HBase does not provide direct support for secondary indexes, but there are many use cases that require secondary indexes such as:
• A cell lookup using coordinates other than the row key, column family name, and qualifier
• Scanning a range of rows from the table ordered by the secondary index
Due to the lack of direct support, we can use the following approaches in HBase to create secondary indexes, which stores a mapping between the new coordinates and the existing coordinates:
• Application-managed approach: This approach suggests that you move the responsibility completely into the application or client layer. This approach deals with a data table and one or more lookup/mapping tables. Whenever the code writes into the data table, it also updates the lookup tables. The main advantage of this approach is that it provides full control over mapping the keys as the full logic of mapping is written at the client's end.

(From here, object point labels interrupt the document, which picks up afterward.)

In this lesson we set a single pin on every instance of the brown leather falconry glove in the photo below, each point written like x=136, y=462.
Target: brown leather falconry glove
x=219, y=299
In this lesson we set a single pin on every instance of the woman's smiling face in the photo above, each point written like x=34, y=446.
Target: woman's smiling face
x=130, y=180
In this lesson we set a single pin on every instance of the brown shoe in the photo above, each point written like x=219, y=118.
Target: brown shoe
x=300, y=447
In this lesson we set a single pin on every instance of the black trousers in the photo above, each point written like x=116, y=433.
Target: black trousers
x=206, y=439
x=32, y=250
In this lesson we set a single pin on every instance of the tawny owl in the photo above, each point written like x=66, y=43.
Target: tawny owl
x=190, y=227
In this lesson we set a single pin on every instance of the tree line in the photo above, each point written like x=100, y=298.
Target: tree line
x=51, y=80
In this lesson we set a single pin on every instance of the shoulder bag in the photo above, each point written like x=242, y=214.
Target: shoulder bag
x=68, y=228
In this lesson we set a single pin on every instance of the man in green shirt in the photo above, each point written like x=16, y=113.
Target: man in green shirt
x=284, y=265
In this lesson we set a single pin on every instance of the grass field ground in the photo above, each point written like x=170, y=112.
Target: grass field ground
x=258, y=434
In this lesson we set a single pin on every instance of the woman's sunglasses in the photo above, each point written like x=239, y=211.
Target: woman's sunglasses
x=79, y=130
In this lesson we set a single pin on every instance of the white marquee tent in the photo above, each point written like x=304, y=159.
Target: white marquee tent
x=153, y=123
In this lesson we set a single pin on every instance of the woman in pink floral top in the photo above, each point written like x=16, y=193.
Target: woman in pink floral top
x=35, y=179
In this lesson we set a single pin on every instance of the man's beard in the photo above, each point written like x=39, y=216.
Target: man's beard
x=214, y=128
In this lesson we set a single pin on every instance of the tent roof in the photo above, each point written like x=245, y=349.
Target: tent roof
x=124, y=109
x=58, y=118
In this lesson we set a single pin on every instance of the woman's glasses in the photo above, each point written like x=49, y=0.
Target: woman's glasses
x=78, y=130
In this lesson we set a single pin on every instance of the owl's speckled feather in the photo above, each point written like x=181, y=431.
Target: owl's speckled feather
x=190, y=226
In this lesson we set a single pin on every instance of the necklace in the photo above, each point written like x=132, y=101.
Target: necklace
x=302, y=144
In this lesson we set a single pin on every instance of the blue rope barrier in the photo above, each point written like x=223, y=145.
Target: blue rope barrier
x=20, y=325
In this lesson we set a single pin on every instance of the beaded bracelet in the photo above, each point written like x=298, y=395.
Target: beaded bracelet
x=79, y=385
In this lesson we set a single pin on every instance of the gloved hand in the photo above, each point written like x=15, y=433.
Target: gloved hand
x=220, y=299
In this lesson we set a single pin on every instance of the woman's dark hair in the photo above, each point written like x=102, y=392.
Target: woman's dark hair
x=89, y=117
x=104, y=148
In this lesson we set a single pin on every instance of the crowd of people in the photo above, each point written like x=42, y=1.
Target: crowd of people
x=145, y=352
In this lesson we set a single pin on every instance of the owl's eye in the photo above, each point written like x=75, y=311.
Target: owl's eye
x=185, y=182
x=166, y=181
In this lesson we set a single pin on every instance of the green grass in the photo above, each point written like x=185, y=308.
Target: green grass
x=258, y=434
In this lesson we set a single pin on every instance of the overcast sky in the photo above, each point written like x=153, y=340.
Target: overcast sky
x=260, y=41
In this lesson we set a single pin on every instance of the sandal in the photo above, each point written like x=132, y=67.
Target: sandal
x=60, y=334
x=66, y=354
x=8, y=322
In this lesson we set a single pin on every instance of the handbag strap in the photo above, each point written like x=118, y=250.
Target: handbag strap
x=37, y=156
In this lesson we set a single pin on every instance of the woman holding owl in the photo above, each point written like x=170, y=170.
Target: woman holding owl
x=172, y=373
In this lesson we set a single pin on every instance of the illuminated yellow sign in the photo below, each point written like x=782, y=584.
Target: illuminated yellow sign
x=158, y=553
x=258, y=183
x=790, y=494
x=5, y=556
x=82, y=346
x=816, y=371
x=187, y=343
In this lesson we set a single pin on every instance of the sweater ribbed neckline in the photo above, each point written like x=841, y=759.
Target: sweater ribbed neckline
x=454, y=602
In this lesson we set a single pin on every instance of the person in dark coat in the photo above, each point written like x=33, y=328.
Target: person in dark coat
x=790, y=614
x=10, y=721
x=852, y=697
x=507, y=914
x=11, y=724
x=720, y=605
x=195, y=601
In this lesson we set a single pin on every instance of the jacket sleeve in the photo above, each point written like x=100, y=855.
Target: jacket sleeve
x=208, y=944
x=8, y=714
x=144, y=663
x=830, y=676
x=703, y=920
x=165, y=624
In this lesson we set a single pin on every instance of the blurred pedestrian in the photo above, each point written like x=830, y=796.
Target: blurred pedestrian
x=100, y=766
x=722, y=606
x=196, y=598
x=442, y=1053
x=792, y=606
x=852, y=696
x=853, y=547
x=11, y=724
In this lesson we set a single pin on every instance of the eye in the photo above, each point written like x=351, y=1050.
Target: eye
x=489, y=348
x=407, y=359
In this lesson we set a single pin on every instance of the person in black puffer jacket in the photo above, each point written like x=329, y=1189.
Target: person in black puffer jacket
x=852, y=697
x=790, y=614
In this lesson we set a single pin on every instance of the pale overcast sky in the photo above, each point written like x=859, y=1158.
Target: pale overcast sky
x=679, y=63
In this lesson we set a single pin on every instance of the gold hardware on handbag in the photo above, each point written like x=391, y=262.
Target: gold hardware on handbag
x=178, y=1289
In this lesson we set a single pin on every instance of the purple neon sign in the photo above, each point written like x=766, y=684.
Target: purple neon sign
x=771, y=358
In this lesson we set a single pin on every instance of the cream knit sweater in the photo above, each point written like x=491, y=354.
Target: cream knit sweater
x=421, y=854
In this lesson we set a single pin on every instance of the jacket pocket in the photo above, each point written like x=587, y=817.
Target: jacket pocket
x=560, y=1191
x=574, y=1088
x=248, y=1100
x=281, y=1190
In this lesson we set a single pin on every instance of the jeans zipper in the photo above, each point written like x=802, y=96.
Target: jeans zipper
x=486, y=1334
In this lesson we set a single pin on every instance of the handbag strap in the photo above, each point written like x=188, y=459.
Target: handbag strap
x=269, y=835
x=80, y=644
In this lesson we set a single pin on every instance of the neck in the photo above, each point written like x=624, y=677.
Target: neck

However, this liberty also carries a cost: getting some orphaned mappings if any client process fails; cleaning orphaned mappings (using MapReduce) is another overhead as lookup/mapping tables also takes cluster space and consumes processing power.
• Indexing solutions for HBase: Other indexing solutions are also present to provide secondary index support in HBase, such as Lily HBase indexer, http://ngdata.github.io/hbase-indexer/. This solution quickly indexes HBase rows into Solr and provides the ability to easily search for any content stored in HBase. Such solutions do not require separate tables for each index, rather they maintain them purely in the memory. These solutions index the on-disk data, and during searches, only in-memory index related details are used for data. The main advantage of this solution is that the index is never out of sync.
HBase provides an advanced feature called coprocessor that can also be used to achieve a behavior similar to that of secondary indexes. The coprocessor provides a framework for a flexible and generic extension for distributed computation directly within the HBase server processes.